Abstract
The objective of this study was to assess the usability benefits of adding a bedside central control interface that controls all intravenous (IV) infusion pumps compared to the conventional individual control of multiple infusion pumps. Eighteen dedicated ICU nurses volunteered in a between-subjects task-based usability test. A newly developed central control interface was compared to conventional control of multiple infusion pumps in a simulated ICU setting. Task execution time, clicks, errors and questionnaire responses were evaluated. Overall the central control interface outperformed the conventional control in terms of fewer user actions (40±3 vs. 73±20 clicks, p<0.001) and fewer user errors (1±1 vs. 3±2 errors, p<0.05), with no difference in task execution times (421±108 vs. 406±119 seconds, not significant). Questionnaires indicated a significant preference for the central control interface. Despite being novice users of the central control interface, ICU nurses displayed improved performance with the central control interface compared to the conventional interface they were familiar with. We conclude that the new user interface has an overall better usability than the conventional interface.
Highlights
In the last decades human factors research has been acknowledged as crucial in the development of high risk medical equipment [1,2,3]

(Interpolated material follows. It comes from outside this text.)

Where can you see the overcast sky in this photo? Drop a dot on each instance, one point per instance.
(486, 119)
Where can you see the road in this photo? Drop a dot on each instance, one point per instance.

The objective of this study was to develop and evaluate the possible usability benefits of a bedside central control interface for multiple infusion pumps compared to conventional multipump operation
We investigated whether a new central control interface would improve the overall usability of infusion pump control in a multi-infusion setting
Summary
In the last decades human factors research has been acknowledged as crucial in the development of high risk medical equipment [1,2,3]. Infusion pumps are among the most frequently used medical devices, and are used for the controlled intravenous (IV) administration of many infusion fluids and drug solutions. Erroneous use of infusion pumps may lead to (temporary) under- or overdosing of vital drugs, with potentially severe consequences. The usability of infusion pumps has often been identified as an important contributor to the incidence of such medication errors [4,5,6,7,8].